Seeed Studio would have to provide the boot chain software since it is their carrier board. I don’t know what the customizations are, but rc.local
was not part of the boot issue. It might help to explain something about an initrd
before saying more.
Whenever boot stages hand off to a kernel, the boot stages themselves have to be able to retrieve whatever software starts the Linux running. This would at minimum include the kernel, and probably device tree and arguments to pass to the kernel. The kernel itself might have more requirements. An example of the kernel having further requirements is that if the system runs on RAID, and if the RAID drivers are in the form of a module, then the modules cannot be on the RAID volume…a bit of the classical “which came first, the chicken or the egg?” proverb. The boot chains understand ext4
. They also understand a RAM disk, which is just a very simple filesystem which exists as a tree structure in RAM. The content which fills the RAM disk is a “cpio archive” (basically a simple serialize/deserialize backup and restore mechanism).
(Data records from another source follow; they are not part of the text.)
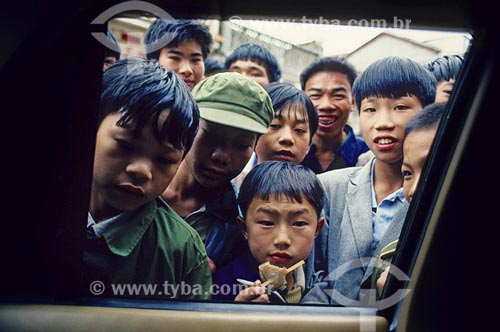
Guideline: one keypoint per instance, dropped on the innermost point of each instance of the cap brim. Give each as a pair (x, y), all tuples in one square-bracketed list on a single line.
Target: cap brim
[(232, 119)]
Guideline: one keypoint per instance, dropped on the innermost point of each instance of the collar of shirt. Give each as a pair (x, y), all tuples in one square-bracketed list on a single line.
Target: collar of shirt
[(124, 231), (383, 214)]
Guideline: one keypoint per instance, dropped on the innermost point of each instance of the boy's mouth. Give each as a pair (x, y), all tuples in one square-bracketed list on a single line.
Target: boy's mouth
[(285, 155), (327, 120), (132, 189)]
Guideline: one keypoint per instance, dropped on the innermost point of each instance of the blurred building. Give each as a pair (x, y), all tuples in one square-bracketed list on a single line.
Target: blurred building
[(227, 37), (386, 44)]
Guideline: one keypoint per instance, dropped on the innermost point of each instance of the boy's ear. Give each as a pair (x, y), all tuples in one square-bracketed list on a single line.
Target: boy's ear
[(353, 104), (319, 226), (243, 226)]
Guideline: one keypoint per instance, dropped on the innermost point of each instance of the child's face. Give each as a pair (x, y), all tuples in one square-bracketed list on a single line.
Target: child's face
[(443, 90), (415, 150), (252, 70), (186, 60), (382, 122), (282, 231), (219, 153), (330, 93), (287, 137), (129, 171)]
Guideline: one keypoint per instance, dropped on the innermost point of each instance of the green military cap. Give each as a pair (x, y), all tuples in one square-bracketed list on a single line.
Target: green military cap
[(234, 100)]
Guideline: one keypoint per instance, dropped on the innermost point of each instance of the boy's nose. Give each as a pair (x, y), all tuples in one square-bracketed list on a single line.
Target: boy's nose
[(185, 68), (221, 156), (384, 120), (140, 169), (282, 239), (286, 137)]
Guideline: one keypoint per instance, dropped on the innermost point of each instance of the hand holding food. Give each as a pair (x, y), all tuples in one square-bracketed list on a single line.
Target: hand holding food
[(274, 276)]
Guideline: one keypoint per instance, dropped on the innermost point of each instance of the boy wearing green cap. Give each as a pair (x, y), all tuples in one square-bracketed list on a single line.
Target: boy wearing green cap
[(234, 112)]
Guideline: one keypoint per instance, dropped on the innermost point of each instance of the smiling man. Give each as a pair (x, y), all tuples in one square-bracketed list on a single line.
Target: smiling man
[(328, 82)]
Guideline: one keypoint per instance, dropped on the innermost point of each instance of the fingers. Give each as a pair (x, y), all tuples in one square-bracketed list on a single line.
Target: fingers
[(254, 293), (382, 279)]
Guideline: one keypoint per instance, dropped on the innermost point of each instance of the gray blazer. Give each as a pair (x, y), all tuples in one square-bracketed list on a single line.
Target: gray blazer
[(344, 245)]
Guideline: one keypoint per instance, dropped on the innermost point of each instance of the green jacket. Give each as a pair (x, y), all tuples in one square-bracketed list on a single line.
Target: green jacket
[(153, 255)]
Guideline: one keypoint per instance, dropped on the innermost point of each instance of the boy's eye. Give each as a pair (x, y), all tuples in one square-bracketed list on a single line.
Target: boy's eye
[(124, 145), (401, 107), (243, 147), (406, 173), (166, 161), (274, 126), (300, 130), (300, 223), (265, 223)]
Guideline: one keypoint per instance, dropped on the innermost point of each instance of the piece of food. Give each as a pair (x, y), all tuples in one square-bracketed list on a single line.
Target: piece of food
[(274, 276)]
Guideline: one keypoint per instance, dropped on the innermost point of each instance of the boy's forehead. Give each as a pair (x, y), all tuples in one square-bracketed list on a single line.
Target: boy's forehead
[(222, 129)]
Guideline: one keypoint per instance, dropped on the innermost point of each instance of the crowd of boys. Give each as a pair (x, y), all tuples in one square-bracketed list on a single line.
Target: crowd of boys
[(201, 177)]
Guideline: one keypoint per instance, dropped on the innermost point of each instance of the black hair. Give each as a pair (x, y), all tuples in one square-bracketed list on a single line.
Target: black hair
[(281, 178), (108, 52), (259, 54), (446, 67), (173, 32), (331, 64), (213, 66), (395, 77), (141, 90), (428, 117), (285, 95)]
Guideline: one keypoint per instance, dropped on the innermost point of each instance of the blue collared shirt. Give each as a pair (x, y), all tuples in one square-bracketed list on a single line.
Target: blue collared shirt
[(383, 213)]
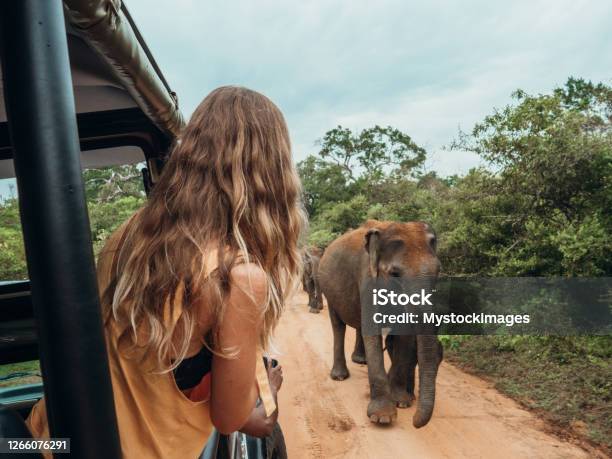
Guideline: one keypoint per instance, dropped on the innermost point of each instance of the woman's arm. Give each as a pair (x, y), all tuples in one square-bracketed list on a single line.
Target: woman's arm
[(258, 424), (234, 388)]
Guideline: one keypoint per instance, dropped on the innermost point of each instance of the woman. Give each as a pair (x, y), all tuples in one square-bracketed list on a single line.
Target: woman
[(197, 279)]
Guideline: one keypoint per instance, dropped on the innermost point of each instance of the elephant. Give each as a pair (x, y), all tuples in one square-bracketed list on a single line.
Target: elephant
[(311, 257), (383, 249)]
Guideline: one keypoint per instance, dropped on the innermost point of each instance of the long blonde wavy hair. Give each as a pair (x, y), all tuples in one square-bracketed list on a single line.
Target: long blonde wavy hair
[(229, 187)]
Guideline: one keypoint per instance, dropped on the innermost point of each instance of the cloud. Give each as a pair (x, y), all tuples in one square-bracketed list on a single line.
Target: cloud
[(427, 68)]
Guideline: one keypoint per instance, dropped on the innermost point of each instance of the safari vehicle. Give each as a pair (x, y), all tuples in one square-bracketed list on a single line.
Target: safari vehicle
[(80, 90)]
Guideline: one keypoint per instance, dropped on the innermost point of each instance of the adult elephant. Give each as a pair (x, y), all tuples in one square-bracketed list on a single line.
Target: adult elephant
[(311, 257), (382, 249)]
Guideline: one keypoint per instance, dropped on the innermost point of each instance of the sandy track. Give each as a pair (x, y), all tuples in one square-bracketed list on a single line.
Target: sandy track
[(323, 418)]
During a normal boot one might load the kernel directly. This works great if everything is on the initial media, and if that media is all ext4
. However, if you get the kernel from the eMMC “/boot
”, and then tell it the rest of the o/s is on external media, e.g., an NVMe, then suddenly the kernel is missing all of its modules if it is missing the mechanism to drive an NVMe.
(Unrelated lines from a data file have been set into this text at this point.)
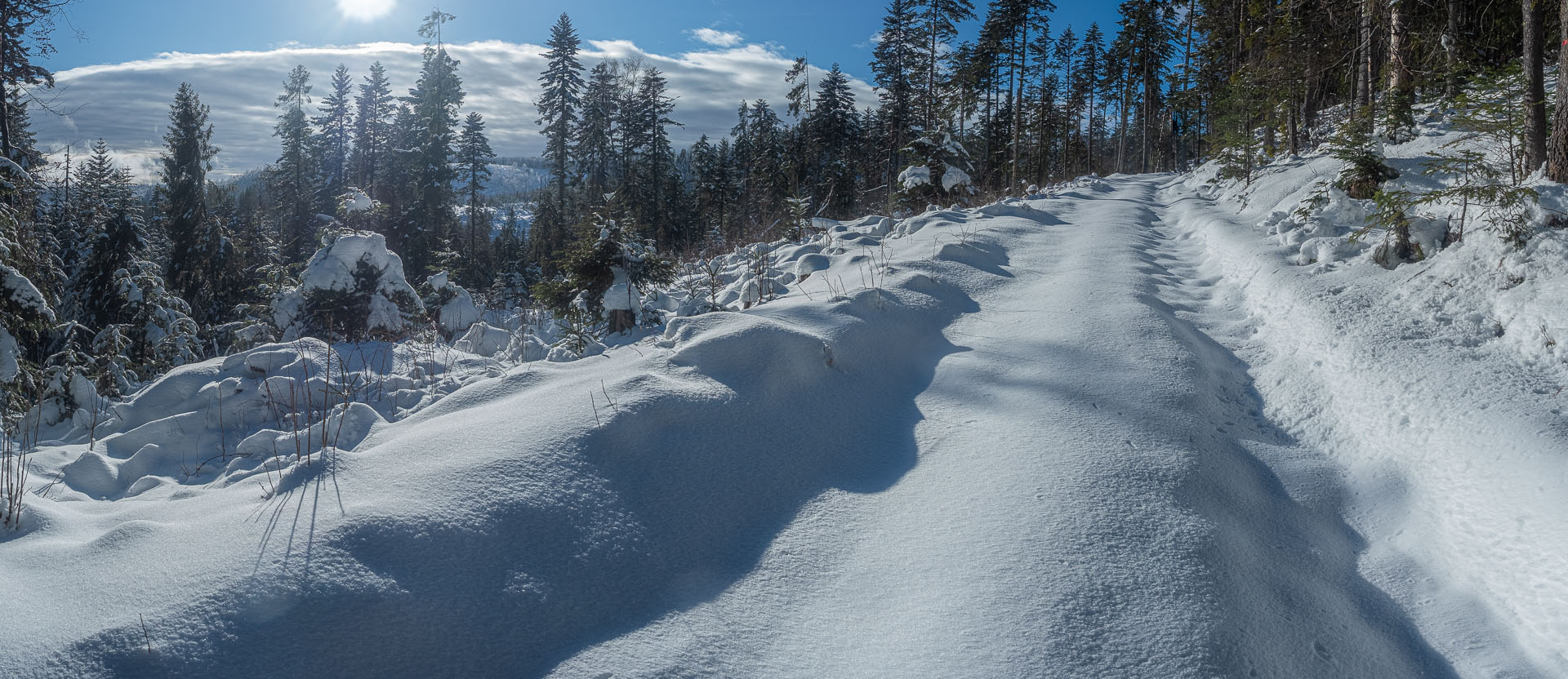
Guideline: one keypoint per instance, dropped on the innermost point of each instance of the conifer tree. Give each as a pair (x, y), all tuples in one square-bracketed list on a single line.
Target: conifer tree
[(195, 242), (564, 85), (334, 131), (373, 110), (294, 178), (430, 129), (938, 27), (835, 131), (596, 129), (893, 64), (474, 156)]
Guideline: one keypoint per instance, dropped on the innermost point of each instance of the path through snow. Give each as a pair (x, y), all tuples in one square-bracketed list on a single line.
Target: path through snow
[(1015, 450), (1098, 495)]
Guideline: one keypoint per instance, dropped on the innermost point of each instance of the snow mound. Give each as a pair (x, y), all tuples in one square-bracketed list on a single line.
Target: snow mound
[(350, 289)]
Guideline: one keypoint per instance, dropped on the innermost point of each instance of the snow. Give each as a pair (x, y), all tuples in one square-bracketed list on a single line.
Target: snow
[(458, 311), (1134, 427), (358, 201), (354, 264), (954, 178)]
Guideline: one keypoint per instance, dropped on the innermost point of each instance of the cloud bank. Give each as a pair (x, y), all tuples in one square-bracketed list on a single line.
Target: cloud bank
[(127, 104), (717, 37)]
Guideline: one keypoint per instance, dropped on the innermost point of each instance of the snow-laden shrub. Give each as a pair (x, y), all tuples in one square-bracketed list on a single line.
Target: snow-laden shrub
[(352, 289), (451, 306), (606, 278), (942, 176)]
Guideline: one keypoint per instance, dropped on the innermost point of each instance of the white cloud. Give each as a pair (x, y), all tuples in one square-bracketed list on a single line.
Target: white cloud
[(127, 104), (717, 38), (366, 10)]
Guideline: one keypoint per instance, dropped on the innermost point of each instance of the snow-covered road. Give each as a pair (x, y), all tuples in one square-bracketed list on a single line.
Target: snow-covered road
[(1002, 442), (1098, 495)]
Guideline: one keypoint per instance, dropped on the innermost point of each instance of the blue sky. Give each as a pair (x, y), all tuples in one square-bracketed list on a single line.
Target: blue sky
[(828, 30), (117, 82)]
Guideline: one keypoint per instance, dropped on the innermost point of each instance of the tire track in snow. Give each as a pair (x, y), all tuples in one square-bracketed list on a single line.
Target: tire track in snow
[(1097, 496)]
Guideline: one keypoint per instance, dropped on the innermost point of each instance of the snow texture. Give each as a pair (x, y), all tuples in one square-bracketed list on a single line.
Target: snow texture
[(1121, 428)]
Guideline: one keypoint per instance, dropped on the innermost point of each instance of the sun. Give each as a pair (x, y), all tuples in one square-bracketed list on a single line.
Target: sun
[(366, 10)]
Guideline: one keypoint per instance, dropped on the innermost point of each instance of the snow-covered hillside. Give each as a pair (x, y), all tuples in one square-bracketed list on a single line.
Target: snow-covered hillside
[(1118, 428)]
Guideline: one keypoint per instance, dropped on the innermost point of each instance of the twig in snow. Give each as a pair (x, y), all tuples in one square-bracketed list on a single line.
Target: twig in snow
[(145, 632)]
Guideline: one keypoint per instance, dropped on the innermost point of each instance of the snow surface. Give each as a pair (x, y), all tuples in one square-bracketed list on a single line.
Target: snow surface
[(1116, 430)]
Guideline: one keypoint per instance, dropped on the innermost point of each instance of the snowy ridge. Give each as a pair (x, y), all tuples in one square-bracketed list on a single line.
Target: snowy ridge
[(1114, 430), (1437, 388)]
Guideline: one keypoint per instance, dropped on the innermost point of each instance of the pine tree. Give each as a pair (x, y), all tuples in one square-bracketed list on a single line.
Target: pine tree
[(938, 25), (648, 189), (25, 29), (294, 178), (835, 131), (799, 79), (596, 129), (195, 242), (1557, 148), (430, 127), (894, 64), (474, 156), (1534, 85), (373, 110), (564, 85), (333, 139)]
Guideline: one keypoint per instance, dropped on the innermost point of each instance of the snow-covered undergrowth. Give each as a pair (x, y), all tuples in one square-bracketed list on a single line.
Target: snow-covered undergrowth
[(1438, 388), (397, 510), (1192, 430)]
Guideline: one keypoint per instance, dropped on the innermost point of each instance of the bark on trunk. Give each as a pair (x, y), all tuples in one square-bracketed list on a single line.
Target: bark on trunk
[(1450, 47), (1534, 88), (1557, 149)]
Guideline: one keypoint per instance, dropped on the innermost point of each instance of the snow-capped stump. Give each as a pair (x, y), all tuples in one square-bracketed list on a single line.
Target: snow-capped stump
[(483, 340), (353, 289), (451, 306), (739, 348)]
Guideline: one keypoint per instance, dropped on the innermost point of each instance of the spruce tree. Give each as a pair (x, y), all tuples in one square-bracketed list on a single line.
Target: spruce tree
[(195, 242), (474, 158), (835, 131), (294, 178), (938, 25), (894, 64), (373, 110), (430, 127), (596, 131), (334, 131), (564, 85)]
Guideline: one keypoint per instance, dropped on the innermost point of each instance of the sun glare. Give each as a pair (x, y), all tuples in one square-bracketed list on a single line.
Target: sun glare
[(366, 10)]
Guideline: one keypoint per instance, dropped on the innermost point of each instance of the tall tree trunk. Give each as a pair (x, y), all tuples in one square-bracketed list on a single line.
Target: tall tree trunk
[(1450, 47), (1534, 88), (1399, 78), (1557, 151), (1366, 73)]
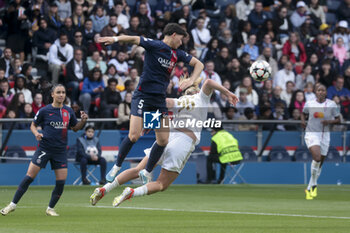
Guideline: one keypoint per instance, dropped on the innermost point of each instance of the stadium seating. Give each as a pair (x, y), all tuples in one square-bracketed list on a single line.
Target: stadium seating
[(279, 154), (302, 154), (333, 155)]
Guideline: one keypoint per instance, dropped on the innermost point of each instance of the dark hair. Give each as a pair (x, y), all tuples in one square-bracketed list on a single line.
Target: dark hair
[(172, 28), (94, 70), (89, 127), (111, 80), (55, 86)]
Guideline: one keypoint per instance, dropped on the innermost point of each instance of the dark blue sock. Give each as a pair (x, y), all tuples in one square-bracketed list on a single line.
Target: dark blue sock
[(56, 193), (124, 149), (154, 156), (22, 188)]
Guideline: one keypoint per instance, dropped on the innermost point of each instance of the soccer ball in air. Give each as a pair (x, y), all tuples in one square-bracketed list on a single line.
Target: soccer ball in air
[(260, 70), (92, 151)]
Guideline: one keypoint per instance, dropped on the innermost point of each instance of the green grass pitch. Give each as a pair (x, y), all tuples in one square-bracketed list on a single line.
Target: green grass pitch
[(198, 208)]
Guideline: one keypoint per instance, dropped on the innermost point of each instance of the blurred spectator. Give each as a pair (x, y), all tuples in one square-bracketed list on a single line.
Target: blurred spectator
[(5, 97), (305, 77), (78, 44), (111, 29), (110, 100), (38, 102), (54, 21), (93, 86), (134, 29), (68, 29), (243, 101), (76, 71), (123, 20), (64, 9), (299, 15), (297, 101), (295, 51), (251, 48), (88, 33), (343, 11), (201, 36), (120, 64), (257, 17), (249, 114), (294, 116), (99, 20), (326, 74), (284, 75), (43, 38), (267, 56), (21, 87), (111, 72), (209, 73), (279, 114), (89, 152), (5, 62), (96, 61), (243, 9), (78, 17), (60, 54), (221, 62), (124, 112), (283, 23), (338, 89), (339, 51), (309, 92), (235, 72), (145, 22), (251, 94), (287, 93)]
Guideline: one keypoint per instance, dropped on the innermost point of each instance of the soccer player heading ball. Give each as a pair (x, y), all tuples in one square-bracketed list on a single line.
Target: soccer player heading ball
[(160, 60), (54, 119), (322, 113)]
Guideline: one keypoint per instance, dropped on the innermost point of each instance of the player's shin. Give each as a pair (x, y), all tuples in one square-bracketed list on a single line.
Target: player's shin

The initrd will be used initially during initrd boot instead of the filesystem. A cpio archive is unpacked into RAM, and this contains everything the kernel needs for a very minimal boot. It also contains the device tree and kernel modules. For example, if you had an audio module, but it wasn’t needed for boot, then it wouldn’t be in the initrd; if you had a driver for accessing an NVMe which is not part of the main kernel Image
, then that module would be part of the initrd. Instead of a login shell at the end of the initrd, it performs a pivot_root or equivalent which transplants the final rootfs in place of the cpio archive; the cpio archive no longer exists, and the Linux kernel neither knows nor cares because it has another rootfs now.
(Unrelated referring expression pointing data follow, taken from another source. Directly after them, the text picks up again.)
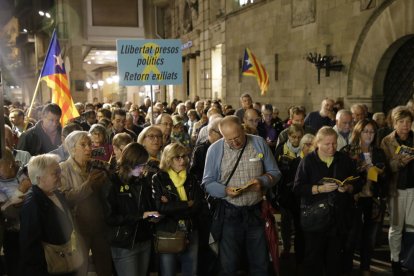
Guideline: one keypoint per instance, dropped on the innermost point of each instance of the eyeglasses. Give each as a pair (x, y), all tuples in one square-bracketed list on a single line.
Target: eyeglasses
[(140, 166), (178, 157), (368, 132), (216, 131), (255, 121), (153, 137), (167, 124), (230, 141)]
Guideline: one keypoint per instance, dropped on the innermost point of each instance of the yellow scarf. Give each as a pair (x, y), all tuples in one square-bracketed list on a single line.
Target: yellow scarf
[(178, 179)]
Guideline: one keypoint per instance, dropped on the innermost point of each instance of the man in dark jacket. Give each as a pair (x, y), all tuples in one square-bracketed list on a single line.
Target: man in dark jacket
[(45, 135)]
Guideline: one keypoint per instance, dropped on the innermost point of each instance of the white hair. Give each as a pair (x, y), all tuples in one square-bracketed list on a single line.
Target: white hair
[(38, 164), (73, 138)]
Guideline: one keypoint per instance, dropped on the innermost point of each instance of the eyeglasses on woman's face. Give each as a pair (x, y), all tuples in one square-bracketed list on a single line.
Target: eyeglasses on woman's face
[(179, 157), (153, 137)]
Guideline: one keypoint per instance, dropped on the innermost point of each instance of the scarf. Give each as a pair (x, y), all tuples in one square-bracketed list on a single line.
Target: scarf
[(179, 179), (289, 149), (327, 160)]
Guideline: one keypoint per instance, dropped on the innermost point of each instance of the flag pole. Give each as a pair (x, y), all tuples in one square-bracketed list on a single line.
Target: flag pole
[(38, 83), (34, 97)]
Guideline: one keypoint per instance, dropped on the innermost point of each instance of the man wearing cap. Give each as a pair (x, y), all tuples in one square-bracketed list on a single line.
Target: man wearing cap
[(118, 125), (233, 162)]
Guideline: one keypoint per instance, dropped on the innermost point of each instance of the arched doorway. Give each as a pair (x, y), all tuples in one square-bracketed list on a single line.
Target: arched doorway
[(387, 30), (394, 78), (399, 80)]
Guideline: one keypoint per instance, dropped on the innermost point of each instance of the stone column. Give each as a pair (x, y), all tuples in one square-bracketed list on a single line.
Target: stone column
[(193, 75)]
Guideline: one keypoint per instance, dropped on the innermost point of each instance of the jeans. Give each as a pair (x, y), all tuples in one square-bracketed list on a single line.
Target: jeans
[(132, 262), (243, 231), (401, 214), (188, 259), (322, 254), (286, 227)]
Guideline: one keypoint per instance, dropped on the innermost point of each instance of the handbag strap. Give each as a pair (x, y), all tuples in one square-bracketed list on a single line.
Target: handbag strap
[(237, 163)]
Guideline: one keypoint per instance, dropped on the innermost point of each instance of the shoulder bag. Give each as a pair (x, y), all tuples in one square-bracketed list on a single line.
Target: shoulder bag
[(63, 258), (319, 215)]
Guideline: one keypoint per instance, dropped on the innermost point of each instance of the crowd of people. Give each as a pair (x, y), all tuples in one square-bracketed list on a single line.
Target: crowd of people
[(121, 179)]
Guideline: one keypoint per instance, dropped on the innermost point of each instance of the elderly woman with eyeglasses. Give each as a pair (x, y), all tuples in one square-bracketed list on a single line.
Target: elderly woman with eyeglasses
[(128, 207), (178, 197), (165, 123), (45, 216), (401, 194), (102, 150), (151, 138), (370, 161), (285, 153), (314, 186), (82, 187)]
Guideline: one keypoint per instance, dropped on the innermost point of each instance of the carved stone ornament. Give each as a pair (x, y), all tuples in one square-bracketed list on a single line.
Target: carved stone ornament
[(303, 12)]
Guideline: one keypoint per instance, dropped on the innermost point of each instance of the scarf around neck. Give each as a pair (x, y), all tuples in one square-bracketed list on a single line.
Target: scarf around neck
[(179, 179)]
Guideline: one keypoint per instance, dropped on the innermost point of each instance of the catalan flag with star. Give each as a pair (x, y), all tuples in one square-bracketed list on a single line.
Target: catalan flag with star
[(253, 67), (54, 73)]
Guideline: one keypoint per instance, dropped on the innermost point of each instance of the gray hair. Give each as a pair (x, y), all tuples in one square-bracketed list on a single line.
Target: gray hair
[(342, 112), (307, 138), (214, 124), (73, 138), (378, 115), (38, 164), (143, 133), (99, 129)]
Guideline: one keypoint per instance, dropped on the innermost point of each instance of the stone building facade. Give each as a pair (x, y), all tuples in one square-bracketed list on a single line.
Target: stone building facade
[(371, 38)]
Your initrd boot is the stage where something is going wrong. The initrd is failing to find these devices:
Finding OTA work dir on external storage devices
Checking whether device /dev/mmcblk?p1 exist
Device /dev/mmcblk?p1 does not exist
Checking whether device /dev/sd?1 exist
Device /dev/sd?1 does not exist
Checking whether device /dev/nvme?n1p1 exist
Looking for OTA work directory on the device(s): /dev/nvme0n1p1
[ 6.907874] EXT4-fs (nvme0n1p1): mounted filesystem with ordered data mode. Opts: (null)
OTA work directory /mnt/ota_work is not found on /dev/nvme0n1p1
Finding OTA work dir on internal storage device
mount: /mnt: special device /dev/mmcblk0p1 does not exist.
Failed to mount /dev/mmcblk0p1 to /mnt
OTA work directory is not found on internal and external storage devices
There are no devices so far as the initrd is concerned. This is why bash cannot set a terminal process…bash is what runs all of those initrd commands for setting things up within the cpio archive. It’s trying to set up the real rootfs and it can’t see it. It fails to pivot_root because there is nothing to pivot to. That’s the inappropriate IOCTL for device. The system call for a driver that would pivot to a new root is receiving an impossible command to change to missing hardware.
I don’t know if you have a way to analyze your final rootfs. For example, clone it to another computer, or mount it read-only on another computer (a raw clone can be loopback mounted read-only). You would have to figure out if it is the filesystem causing the failure. If not, then you’d have to examine the cpio archive of the initrd and figure out if it does not always run, but does run in this case, and might be missing a required driver (or many) which causes it to otherwise fail to find an otherwise valid filesystem.
One reason why an initrd might fail is if the kernel has modules needed for boot, and the modules are not present. If you’ve ever updated the kernel such that it has other boot requirements in the form of a module, and you failed to put the module in the initrd, then so long as the initrd is not triggered you won’t see the issue; as soon as something causes it to initrd boot, then the missing module would cause failure to find the media. This is an interesting possibility in your case because maybe the normal boot isn’t via initrd until the third failure. Or maybe it always runs the initrd, but under the two circumstances different branches of init (which is the bash script of the cpio archive) might mean it boots fine in one branch, but fails in the other.
Summary:
- The filesystems are bad. A clone and examination could say more, but do so always in read-only mode to avoid the host changing or fixing it.
- The detection of filesystems fails. You’d have to closely examine logs and unpack the cpio archive of the initrd (which is basically command use of
gunzip
and cpio
; it is simple).